Execute Calendar_Population.run('2005-01-01',10);

See Oracle Retail Data Model Reference for information on the calendar population utility script.

Example 4-3 Troubleshooting the "Message not available ... [Language=ZHS]" Error

Assume that the returned error is Message not available ... [Language=ZHS].

'ZHS' is a code for a language. The language name it relates to can appear as different name depending on the database environment. This error happens when ordm_sys.DWC_MESSAGE.LANGUAGE does not contain messages for the current language.

Check the values in the DWC_MESSAGE table and, if required, update to the language code specified by the Oracle session variable USERENV('lang').

Example 4-4 Troubleshooting an ORA-40113 Error for Oracle Retail Data Model

Assume that the returned error is ORA-40113: insufficient number of distinct target values, for 'create_chrn_dt_model.

This error happens when the target column for the training model contains only one value or no value when it is expecting more than one value.

For example, for the customer churn prediction model, the target column is: dmv_cust_acct_src.chrn_ind

To troubleshoot this error:

  1. Execute a SQL query to check if there are enough values in this column.

    Using the customer churn prediction model as an example, issue the following statement.

    select chrn_ind, count(*) from DMV_CUST_ACCT_SRC  group by chrn_ind;
    

    The following is a result of the query.

    CHRN_IND   COUNT(*)
    -- -----------
    0         10000
    
    
  2. Check whether dwr_cust.prmry_eff_to_dt column has few non-null values.

  3. Execute the following statement to refresh the mining source materialized views:

    exec pkg_ordm_mining.refresh_mining_source;
    

Example 4-5 Troubleshooting an ORA-40112 Error for Oracle Retail Data Model

Assume that the returned error is:

ORA-40112:insufficient number of valid data rows, for " create_chrn_dt_model "

For this model, the target column is dmv_cust_acct_src.chrn_ind.

To troubleshoot this error:

  1. Execute the following SQL statement:

    select count(chrn_ind) from dmv_cust_acct_src;
    
  2. Check to see that the value returned by this query is greater than 0 (zero) and similar to number of customers. If the number is 0 or too small, check the data in source tables of mining source materialized view, dmv_cust_acct_src :

    DWB_RTL_TRX
    DWR_CUST
    

Example 4-6 Troubleshooting an ORG-11130 Error for Oracle Retail Data Model

Assume that the returned error is ORG-11130:no data found in the collection, for "create_sentiment_svm_model".

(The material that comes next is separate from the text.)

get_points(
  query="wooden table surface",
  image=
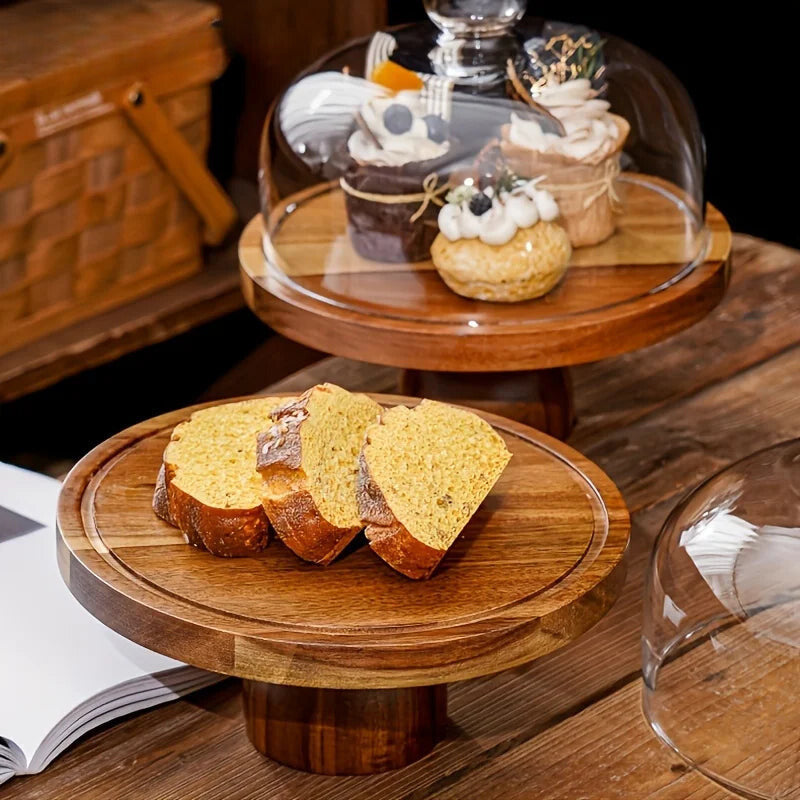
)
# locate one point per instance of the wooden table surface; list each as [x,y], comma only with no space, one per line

This error occurs when there is not enough data in the source table for customer sentiment model training: dm_cust_cmnt .

To ensure that some text is loaded for customer sentiment analysis:

  1. Issue the following SQL statement:

    SELECT cust_key, count(cust_cmmnt)
    from dm_cust_cmnt
    group by cust_key;
    
  2. Check the number of text comments from the dm_cust_cmnt.

  3. If there is not enough data in the dm_cust_cmnt table, check the ETL logic of dm_cust_intrqacn_cmnt table first, then check data in the base interaction event tables.